Na tarde de sábado passado, uma roda de moças conjugava o verbo “to be”, acompanhada de um professor.

 

Faz-me rir
Um notório empresário, que se dá à política nativa em doações de campanha para sempre estar perto do rei, voltou a usar a oração do poverello de Assis, “é dando que se recebe”, para caracterizar o encontro do ex-presidente Lula com uma parcela do PIB nativo, na casa do empresário Flavio Martinez. A grande indagação dos empresários não tem cunho político ou ideológico. Como diz o mesmo empresário em toda a sua desfaçatez, Lula terá que contar como virá o “faz-me rir” para receber apoios para a candidatura de Gleisi Hoffmann ao governo pelo PT.

 

Prata da casa
Enfim, o governador Beto Richa escolheu em seu próprio time substitutos para secretários que saem, e, no entender dos observadores mais experimentados da cena política nativa, o fez com enormes vantagens.
O novo secretário de Segurança Pública é o médico e diretor da Polícia Científica, Leon Grupenmacher (foto).
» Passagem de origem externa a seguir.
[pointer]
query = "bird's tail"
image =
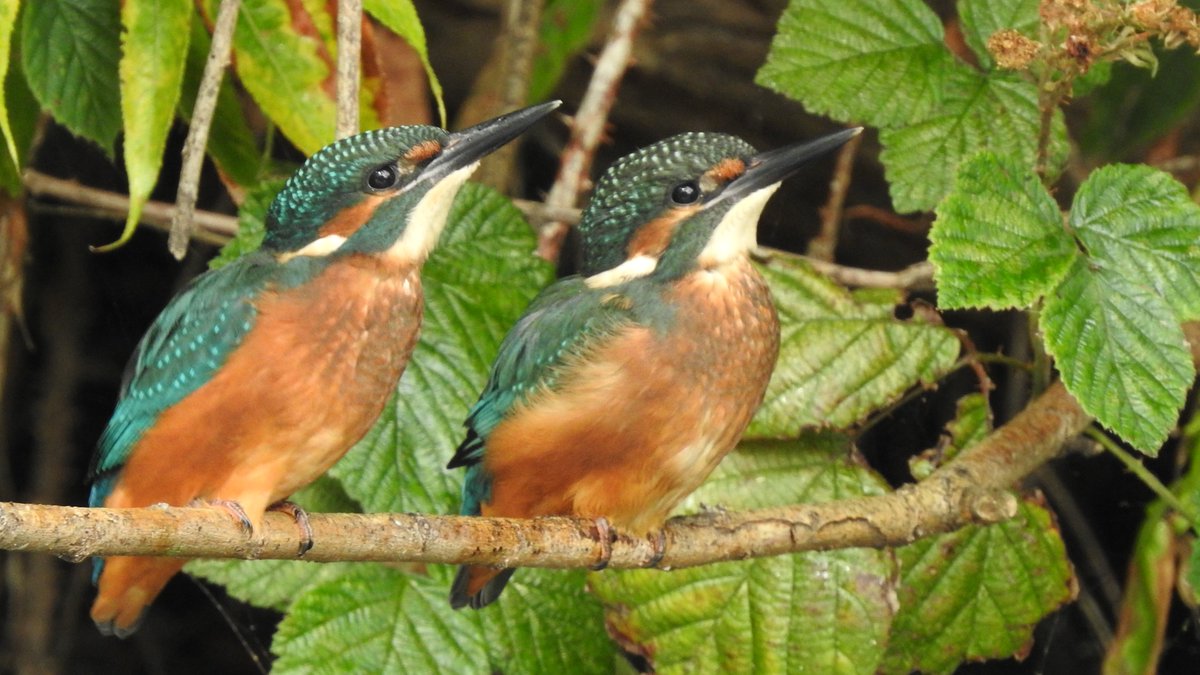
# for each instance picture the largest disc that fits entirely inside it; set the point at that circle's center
(478, 586)
(127, 585)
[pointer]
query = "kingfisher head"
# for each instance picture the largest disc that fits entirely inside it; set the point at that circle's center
(383, 191)
(690, 199)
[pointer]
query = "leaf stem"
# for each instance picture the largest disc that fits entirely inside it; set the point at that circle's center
(1144, 475)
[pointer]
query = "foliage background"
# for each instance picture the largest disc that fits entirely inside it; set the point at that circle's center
(85, 312)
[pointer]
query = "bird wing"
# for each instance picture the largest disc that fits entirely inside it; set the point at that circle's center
(567, 318)
(187, 342)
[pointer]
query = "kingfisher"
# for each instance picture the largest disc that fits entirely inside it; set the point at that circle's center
(619, 389)
(262, 374)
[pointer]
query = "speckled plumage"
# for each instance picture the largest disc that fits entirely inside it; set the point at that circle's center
(264, 372)
(618, 392)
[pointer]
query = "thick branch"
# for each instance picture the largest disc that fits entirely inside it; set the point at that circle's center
(183, 223)
(589, 120)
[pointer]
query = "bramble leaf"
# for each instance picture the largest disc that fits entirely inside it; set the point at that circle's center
(999, 239)
(841, 357)
(1121, 352)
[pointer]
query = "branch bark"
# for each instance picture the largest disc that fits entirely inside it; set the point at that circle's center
(183, 223)
(589, 120)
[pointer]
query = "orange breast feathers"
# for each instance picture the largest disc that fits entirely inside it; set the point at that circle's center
(640, 422)
(306, 384)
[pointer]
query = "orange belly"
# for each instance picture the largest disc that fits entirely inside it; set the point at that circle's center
(647, 417)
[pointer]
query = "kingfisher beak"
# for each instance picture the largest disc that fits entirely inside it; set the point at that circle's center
(472, 144)
(773, 166)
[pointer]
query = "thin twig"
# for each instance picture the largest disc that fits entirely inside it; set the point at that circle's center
(589, 121)
(217, 227)
(349, 54)
(183, 225)
(822, 245)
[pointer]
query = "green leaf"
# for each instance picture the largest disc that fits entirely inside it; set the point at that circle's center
(546, 622)
(285, 72)
(7, 22)
(477, 284)
(378, 620)
(1121, 352)
(999, 239)
(276, 583)
(400, 17)
(874, 63)
(232, 143)
(994, 112)
(808, 613)
(841, 357)
(70, 54)
(977, 593)
(154, 42)
(565, 30)
(982, 18)
(1144, 225)
(251, 223)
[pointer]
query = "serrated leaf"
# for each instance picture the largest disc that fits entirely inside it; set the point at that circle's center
(1144, 225)
(882, 64)
(840, 357)
(1121, 352)
(7, 22)
(154, 45)
(251, 223)
(807, 613)
(477, 284)
(565, 30)
(996, 112)
(400, 17)
(378, 620)
(285, 72)
(547, 623)
(276, 583)
(982, 18)
(999, 239)
(978, 592)
(232, 144)
(70, 53)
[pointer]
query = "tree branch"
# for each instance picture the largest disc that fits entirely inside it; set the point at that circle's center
(589, 120)
(183, 223)
(214, 228)
(970, 489)
(349, 54)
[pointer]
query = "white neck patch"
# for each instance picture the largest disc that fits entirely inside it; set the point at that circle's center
(429, 217)
(316, 249)
(738, 231)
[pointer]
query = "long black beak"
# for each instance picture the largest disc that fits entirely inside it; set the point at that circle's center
(467, 147)
(773, 166)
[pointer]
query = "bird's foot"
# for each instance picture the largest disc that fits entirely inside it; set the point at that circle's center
(659, 541)
(605, 535)
(301, 519)
(231, 507)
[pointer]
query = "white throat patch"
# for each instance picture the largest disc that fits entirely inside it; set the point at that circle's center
(738, 231)
(429, 217)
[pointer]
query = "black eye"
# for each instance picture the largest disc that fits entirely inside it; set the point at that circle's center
(685, 192)
(382, 178)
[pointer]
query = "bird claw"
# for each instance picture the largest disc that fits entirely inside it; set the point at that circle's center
(604, 537)
(301, 519)
(231, 507)
(659, 541)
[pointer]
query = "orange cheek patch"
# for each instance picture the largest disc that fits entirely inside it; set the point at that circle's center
(653, 237)
(423, 151)
(351, 219)
(726, 169)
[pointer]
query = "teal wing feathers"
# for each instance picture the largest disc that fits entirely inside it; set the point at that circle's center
(187, 342)
(565, 320)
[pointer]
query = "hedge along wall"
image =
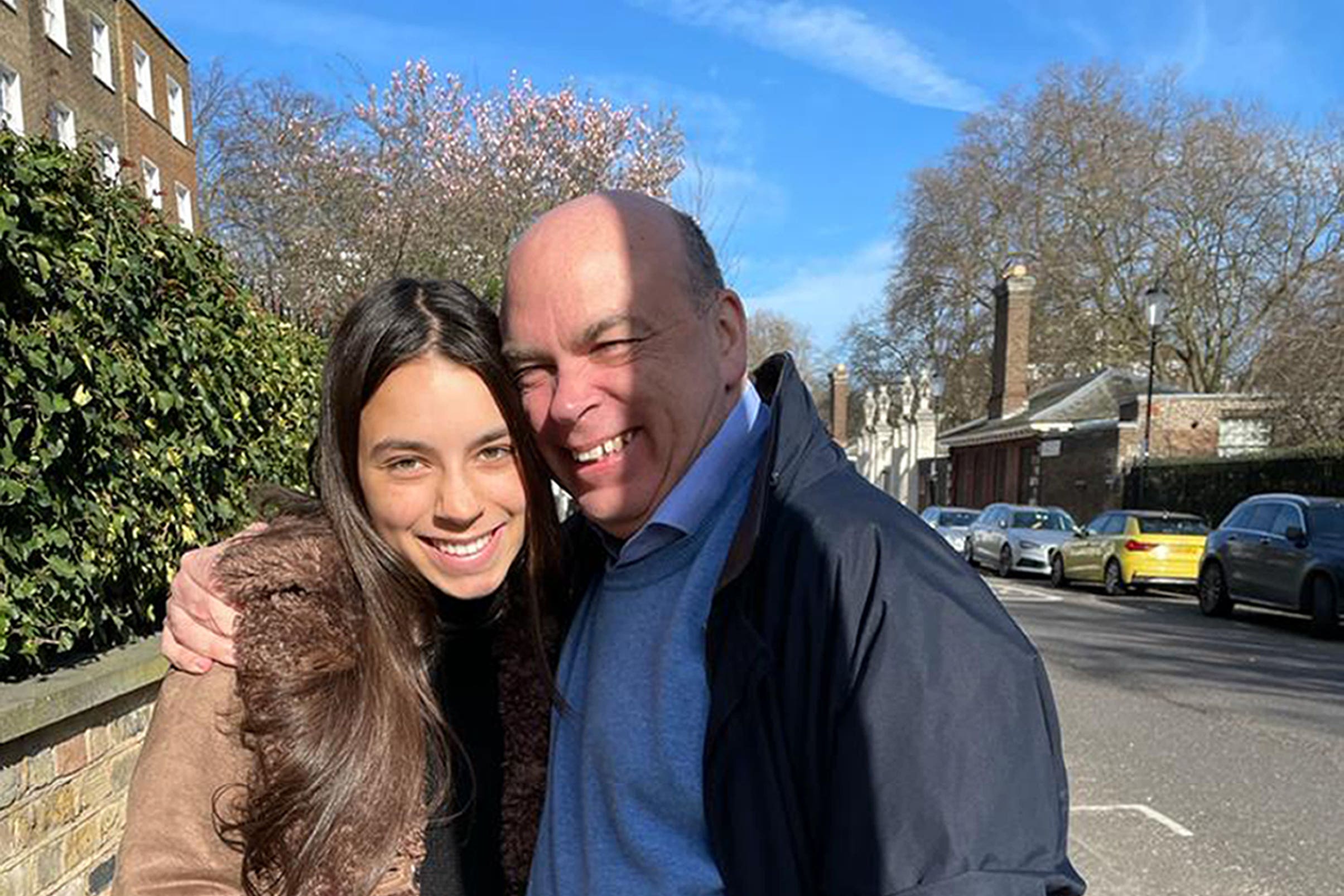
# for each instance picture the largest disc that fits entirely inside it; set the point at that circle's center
(1213, 486)
(142, 394)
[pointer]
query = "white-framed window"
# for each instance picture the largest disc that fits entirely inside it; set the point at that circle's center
(176, 112)
(153, 189)
(100, 49)
(64, 124)
(144, 80)
(185, 215)
(110, 157)
(54, 22)
(11, 100)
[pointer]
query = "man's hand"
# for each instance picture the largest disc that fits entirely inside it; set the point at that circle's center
(199, 624)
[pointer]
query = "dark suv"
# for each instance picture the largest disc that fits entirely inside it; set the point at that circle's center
(1283, 551)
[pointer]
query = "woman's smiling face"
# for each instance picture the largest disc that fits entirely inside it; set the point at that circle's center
(440, 476)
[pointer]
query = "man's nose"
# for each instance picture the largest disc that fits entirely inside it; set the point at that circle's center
(576, 393)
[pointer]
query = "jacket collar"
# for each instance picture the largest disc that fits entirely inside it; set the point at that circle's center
(797, 452)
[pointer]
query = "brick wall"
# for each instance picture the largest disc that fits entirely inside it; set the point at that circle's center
(1187, 425)
(53, 74)
(1083, 477)
(150, 136)
(64, 785)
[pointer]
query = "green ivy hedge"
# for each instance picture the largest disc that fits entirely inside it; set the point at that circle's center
(142, 394)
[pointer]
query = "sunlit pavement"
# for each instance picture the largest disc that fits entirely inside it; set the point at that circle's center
(1206, 757)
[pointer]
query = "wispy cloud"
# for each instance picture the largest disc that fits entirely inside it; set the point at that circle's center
(827, 292)
(355, 35)
(838, 40)
(714, 126)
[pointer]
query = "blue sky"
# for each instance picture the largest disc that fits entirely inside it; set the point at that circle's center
(804, 119)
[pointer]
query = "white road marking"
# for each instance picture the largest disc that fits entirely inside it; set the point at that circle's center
(1148, 812)
(1022, 594)
(1018, 597)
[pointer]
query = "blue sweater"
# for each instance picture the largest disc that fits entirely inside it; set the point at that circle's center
(624, 811)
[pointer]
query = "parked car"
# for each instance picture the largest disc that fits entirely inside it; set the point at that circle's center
(1283, 551)
(1017, 538)
(951, 523)
(1132, 550)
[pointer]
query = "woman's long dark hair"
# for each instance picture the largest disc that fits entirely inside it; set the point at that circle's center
(347, 750)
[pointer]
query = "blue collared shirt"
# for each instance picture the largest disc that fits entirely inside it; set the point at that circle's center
(690, 500)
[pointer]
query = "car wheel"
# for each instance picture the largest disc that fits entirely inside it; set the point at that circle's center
(1214, 600)
(1113, 581)
(1057, 571)
(1326, 620)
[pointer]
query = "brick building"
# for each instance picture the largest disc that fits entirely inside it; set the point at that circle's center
(1067, 444)
(100, 71)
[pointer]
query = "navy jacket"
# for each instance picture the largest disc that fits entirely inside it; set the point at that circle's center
(878, 723)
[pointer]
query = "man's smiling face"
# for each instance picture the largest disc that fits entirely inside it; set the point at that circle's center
(625, 375)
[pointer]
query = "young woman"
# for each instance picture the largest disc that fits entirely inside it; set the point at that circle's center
(385, 730)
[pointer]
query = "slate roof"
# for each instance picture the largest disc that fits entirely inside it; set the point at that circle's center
(1083, 399)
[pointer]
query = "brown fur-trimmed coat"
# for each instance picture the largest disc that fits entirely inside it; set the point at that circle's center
(293, 611)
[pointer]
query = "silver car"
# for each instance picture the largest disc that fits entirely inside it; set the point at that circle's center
(1017, 538)
(951, 523)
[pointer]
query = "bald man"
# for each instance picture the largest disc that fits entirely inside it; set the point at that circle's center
(776, 679)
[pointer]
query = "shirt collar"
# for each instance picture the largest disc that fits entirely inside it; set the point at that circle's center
(695, 495)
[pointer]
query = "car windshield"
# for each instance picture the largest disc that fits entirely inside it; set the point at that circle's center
(957, 518)
(1171, 526)
(1047, 521)
(1328, 521)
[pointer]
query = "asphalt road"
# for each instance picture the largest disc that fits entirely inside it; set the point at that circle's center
(1206, 757)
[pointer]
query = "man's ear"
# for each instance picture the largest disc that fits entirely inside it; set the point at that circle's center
(730, 331)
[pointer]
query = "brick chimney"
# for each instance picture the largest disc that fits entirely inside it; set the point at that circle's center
(840, 404)
(1013, 336)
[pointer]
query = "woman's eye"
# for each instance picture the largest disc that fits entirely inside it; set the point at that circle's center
(498, 453)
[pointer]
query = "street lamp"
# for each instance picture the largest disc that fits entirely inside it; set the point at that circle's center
(1155, 308)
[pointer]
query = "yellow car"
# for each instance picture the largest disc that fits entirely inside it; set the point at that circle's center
(1131, 550)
Foi ele que pôs ordem no IML e renovou equipamentos e procedimentos. É homem respeitadíssimo em sua profissão de médico oftalmologista, mas também respeitado como modernizador da atividade policial, defensor que é da mais moderna tecnologia no setor.
Para o lugar de Jozélia Nogueira, que sai da Secretaria da Fazenda por motivos pessoais de saúde e também por sua inflexibilidade no tratamento das questões financeiras do Estado, Luiz Eduardo Sebastiani, nome que o governador Beto Richa carrega na algibeira desde sempre. É da maior confiança de Richa.

 

Maluf e o dano moral
Paulo Maluf sofreu nova derrota na ação que move contra Nicéia Camargo, ex-mulher de Celso Pitta. Ela disse ao MP de São Paulo (lembra?) que ele recebia propina de empreiteiras. Para o TJ paulista, Nicéia não causou dano moral a Maluf.
Maluf quis, então, que o STJ julgasse seu recurso sobre o caso. Mas o ministro Raúl Araújo, do STJ, negou.

 

Pena superfaturada
José Borba, ex-deputado condenado no processo do Mensalão, foi advertido pela Vara de Execuções Penais e Medidas Alternativas do TJDF por supostamente superfaturar o preço dos produtos que precisa destinar, mensalmente, a entidades sociais como cumprimento da pena alternativa.
Na prestação de contas da pena, as notas fiscais apresentaram produtos com valores bem superiores aos de mercado. A unidade da cesta básica, com um preço estimado entre R$ 30 e R$ 40, custou, de acordo com as notas, R$ 80.

 

Na folia
Com um mês à frente do Ministério da Saúde, Arthur Chioro levou sua mulher, Roseli Regis dos Reis, no avião da FAB, para o carnaval em três capitais: Recife, Salvador e Rio de Janeiro.
“Fiz uma maratona de quatro dias a serviço do Ministério em prol da prevenção da Aids, percorrendo os maiores carnavais do país”, justificou Chioro.
O decreto 4.244/2002, que disciplina o uso de aviões da FAB por autoridades, diz que os jatos podem ser requisitados quando houver “motivo de segurança e emergência médica, em viagens a serviço e deslocamentos para o local de residência permanente”.